Страница 20 из 21
Эта гравюра Голциуса считается большой редкостью (аукционная стоимость от 25 до 30 тыс. евро), она в Эрмитаже имеется в единственном экземпляре и только в описанном мною альбоме, в основное собрание гравюр Голциуса не вошла и опубликована не была. Когда я впервые на неё наткнулся, то был почти что в положении Голциуса, гравировавшего рисунок Барентсена до свой итальянской поездки. В Венеции я побывал тогда только один раз, провёл в ней три безумных поверхностных дня, и Каннареджо знал лишь приблизительно. Тем не менее панорама, глянувшая на меня с блёкло-голубых страниц альбома, тут же заставила меня вспомнить о виде на лагуну с Фондамента Нуове, так как на гравюре почти точно он и отображён, с Доломитовыми Альпами и островом Сан Микеле вдали, тогда, в XVI веке, ещё не ставшим кладбищем; только на гравюре, как это чаще всего и бывает, всё представлено в зеркальном отражении. Некое созвучие петербургскому духу и петровским ассамблеям меня поразило, гравюра стала одной из моих любимейших, и я специально отложил её для так и не состоявшейся выставки европейского маньеризма, а заодно – и в своей памяти.

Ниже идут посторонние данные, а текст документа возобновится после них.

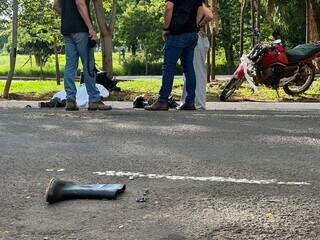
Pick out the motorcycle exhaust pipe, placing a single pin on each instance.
(59, 190)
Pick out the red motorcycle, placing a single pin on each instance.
(273, 66)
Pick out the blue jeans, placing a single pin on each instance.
(179, 47)
(77, 45)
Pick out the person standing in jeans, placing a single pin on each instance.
(200, 59)
(78, 31)
(180, 34)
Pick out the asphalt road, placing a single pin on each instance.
(217, 174)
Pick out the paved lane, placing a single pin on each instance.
(206, 172)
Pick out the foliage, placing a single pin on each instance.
(140, 24)
(38, 30)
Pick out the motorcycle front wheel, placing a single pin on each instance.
(229, 89)
(303, 82)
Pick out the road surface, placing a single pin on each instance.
(210, 175)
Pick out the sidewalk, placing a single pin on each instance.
(223, 106)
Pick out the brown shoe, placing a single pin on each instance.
(94, 106)
(187, 107)
(158, 106)
(71, 105)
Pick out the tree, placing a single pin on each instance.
(13, 53)
(106, 31)
(141, 25)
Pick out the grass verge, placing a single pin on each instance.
(44, 90)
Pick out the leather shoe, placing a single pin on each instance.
(187, 107)
(158, 106)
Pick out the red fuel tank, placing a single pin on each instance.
(275, 54)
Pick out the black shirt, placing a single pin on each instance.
(184, 19)
(71, 20)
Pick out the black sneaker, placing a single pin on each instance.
(71, 105)
(187, 107)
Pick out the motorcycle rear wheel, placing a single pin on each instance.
(303, 81)
(229, 89)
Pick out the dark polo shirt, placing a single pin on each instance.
(71, 20)
(184, 19)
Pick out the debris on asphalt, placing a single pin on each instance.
(144, 197)
(142, 200)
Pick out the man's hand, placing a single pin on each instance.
(204, 16)
(84, 12)
(165, 35)
(57, 6)
(92, 34)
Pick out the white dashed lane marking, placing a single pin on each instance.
(193, 178)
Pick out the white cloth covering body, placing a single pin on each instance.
(82, 96)
(200, 67)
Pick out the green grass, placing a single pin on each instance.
(36, 90)
(24, 67)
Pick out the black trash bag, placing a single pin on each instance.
(172, 102)
(103, 79)
(140, 102)
(54, 103)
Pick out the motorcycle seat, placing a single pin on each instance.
(302, 52)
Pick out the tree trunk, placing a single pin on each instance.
(243, 6)
(213, 55)
(230, 58)
(106, 30)
(58, 75)
(13, 52)
(147, 63)
(253, 23)
(307, 21)
(38, 59)
(258, 22)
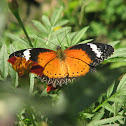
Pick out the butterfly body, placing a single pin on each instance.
(62, 66)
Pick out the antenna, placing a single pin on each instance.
(57, 38)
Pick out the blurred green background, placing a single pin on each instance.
(107, 23)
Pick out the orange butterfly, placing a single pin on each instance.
(62, 66)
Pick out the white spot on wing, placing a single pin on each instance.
(95, 49)
(27, 54)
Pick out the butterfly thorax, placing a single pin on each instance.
(60, 53)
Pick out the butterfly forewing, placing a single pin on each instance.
(96, 52)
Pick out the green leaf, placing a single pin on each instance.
(108, 107)
(61, 31)
(110, 90)
(3, 61)
(17, 39)
(31, 83)
(79, 35)
(99, 115)
(14, 76)
(61, 23)
(46, 21)
(85, 41)
(39, 26)
(12, 72)
(56, 15)
(113, 43)
(119, 53)
(115, 99)
(108, 120)
(122, 84)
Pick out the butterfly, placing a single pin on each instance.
(63, 66)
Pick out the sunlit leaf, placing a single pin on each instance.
(79, 35)
(3, 61)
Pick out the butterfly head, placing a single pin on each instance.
(60, 53)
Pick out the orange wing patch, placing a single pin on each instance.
(45, 57)
(76, 67)
(79, 54)
(56, 69)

Теперь в Венеции, в Каннареджо, «Венецианский бал» всё время меня сопровождает. Въедаясь в историю гравюры, я узнал, что необычность сюжета всегда в ней привлекала. Было высказано предположение, что рисунок Барентсена как-то связан с торжествами по случаю прибытия в Венецию Генриха III. Любимец маменьки, королевы Франции Екатерины Медичи, Генрих, будучи лишь третьим сыном и герцогом Анжуйским, на престол своего отечества имел мало шансов, поэтому согласился стать королём Польши. Он был умён, склонен к новшествам, в юности, несмотря на маменьку, не чурался протестантизма и ввёл в моду среди мужчин двойные серьги с большими каплеобразными жемчужинами. Современники про него говорили, что он был бы хорошим правителем, если бы родился в хорошем веке, говорили также о его «дамской деликатности» и прозвали «принц Содома». Дикость Польши галльскую элегантность Генриха просто терзала, он мечтал оттуда выбраться, и мама Екатерина над этим деятельно работала – в мае 1574 года, отравленный матерью, умирает его старший брат король Карл IX (самый старший, Франциск II, процарствовал всего год, умер от внезапно открывшегося свища в ухе, опять-таки обеспеченного ему маменькой, как утверждают многие). Генриха провозглашают французским королём, присвоив ему № III, и для того, чтобы воссесть на подготовленный маменькой престол, ему приходится из Польши буквально бежать, так как поляки Генриха хоть и не любили, но и отпускать не хотели.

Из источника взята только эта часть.